I would like to transform a Java String str into byte[] b with the following characteristics:

  • b is a valid C string (ie it has b.length = str.length() + 1 and b[str.length()] == 0.
  • the characters in b are obtained by converting the characters in str to 8-bit ASCII characters.

What is the most efficient way to do this — preferably an existing library function? Sadly, str.getBytes("ISO-8859-1") doesn't meet my first requirement...

2 Answers 2

// do this once to setup
CharsetEncoder enc = Charset.forName("ISO-8859-1").newEncoder();

// for each string
int len = str.length();
byte b[] = new byte[len + 1];
ByteBuffer bbuf = ByteBuffer.wrap(b);
enc.encode(CharBuffer.wrap(str), bbuf, true);
// you might want to ensure that bbuf.position() == len
b[len] = 0;

This requires allocating a couple of wrapper objects, but does not copy the string characters twice.

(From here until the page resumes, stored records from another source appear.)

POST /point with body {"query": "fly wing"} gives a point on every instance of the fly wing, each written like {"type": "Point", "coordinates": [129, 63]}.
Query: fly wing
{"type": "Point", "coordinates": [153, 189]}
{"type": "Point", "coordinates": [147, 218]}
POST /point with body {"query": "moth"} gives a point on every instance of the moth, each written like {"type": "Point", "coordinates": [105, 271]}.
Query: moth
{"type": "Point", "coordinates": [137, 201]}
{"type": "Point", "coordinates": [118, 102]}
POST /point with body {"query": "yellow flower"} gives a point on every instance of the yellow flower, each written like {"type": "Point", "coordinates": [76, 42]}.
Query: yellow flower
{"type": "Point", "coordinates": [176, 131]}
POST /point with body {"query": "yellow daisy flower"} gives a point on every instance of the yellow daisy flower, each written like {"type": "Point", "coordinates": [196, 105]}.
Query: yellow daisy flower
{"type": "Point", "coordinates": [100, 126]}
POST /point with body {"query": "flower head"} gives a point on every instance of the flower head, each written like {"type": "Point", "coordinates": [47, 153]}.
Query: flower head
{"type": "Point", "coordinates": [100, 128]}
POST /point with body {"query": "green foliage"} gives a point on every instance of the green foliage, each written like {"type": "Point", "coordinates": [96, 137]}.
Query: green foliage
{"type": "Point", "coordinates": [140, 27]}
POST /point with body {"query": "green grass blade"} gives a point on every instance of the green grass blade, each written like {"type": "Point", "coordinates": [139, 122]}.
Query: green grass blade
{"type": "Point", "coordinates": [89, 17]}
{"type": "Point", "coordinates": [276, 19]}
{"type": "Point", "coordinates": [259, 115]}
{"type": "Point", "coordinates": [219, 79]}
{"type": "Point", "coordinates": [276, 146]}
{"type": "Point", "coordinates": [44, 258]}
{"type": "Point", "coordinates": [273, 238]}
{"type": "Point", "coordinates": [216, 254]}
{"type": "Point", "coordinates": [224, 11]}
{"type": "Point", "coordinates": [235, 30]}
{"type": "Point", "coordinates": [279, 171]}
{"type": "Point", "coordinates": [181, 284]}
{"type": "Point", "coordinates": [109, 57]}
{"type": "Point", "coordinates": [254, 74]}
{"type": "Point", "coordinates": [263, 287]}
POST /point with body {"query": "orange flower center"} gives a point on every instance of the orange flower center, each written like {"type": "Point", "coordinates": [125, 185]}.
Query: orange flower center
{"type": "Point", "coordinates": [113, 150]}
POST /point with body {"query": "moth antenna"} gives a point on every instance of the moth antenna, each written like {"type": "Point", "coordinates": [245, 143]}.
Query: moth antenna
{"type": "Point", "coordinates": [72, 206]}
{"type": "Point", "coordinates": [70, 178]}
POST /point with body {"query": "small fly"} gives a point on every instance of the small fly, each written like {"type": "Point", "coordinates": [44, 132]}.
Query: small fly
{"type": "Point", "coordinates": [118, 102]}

  • Note this won't work if converting to UTF-8. The number of bytes returned from enc.encode() might not equal UTF-16 string length.
    – richb
    Commented Apr 22, 2016 at 2:40
  • @richb You're right, but the question is specifically restricted to the ISO-8859-1 encoding. UTF-8 is a variable-size encoding and would require precalculation or pessimistic allocation (CharseEncoder.maxBytesPerChar()). You'd probably be better off giving up on the single-allocation goal and just using CharsetEncoder.encode(CharBufffer). Commented Apr 23, 2016 at 16:49

You can use str.getBytes("ISO-8859-1") with a little trick at the end:

byte[] stringBytes=str.getBytes("ISO-8859-1");
byte[] ntBytes=new byte[stringBytes.length+1];
System.arraycopy(stringBytes, 0, ntBytes, 0, stringBytes.length);

arraycopy is relatively fast as it can use native tricks and optimizations in many cases. The new array is filled with null bytes everywhere we didn't overwrite it(basically just the last byte).

ntBytes is the array you need.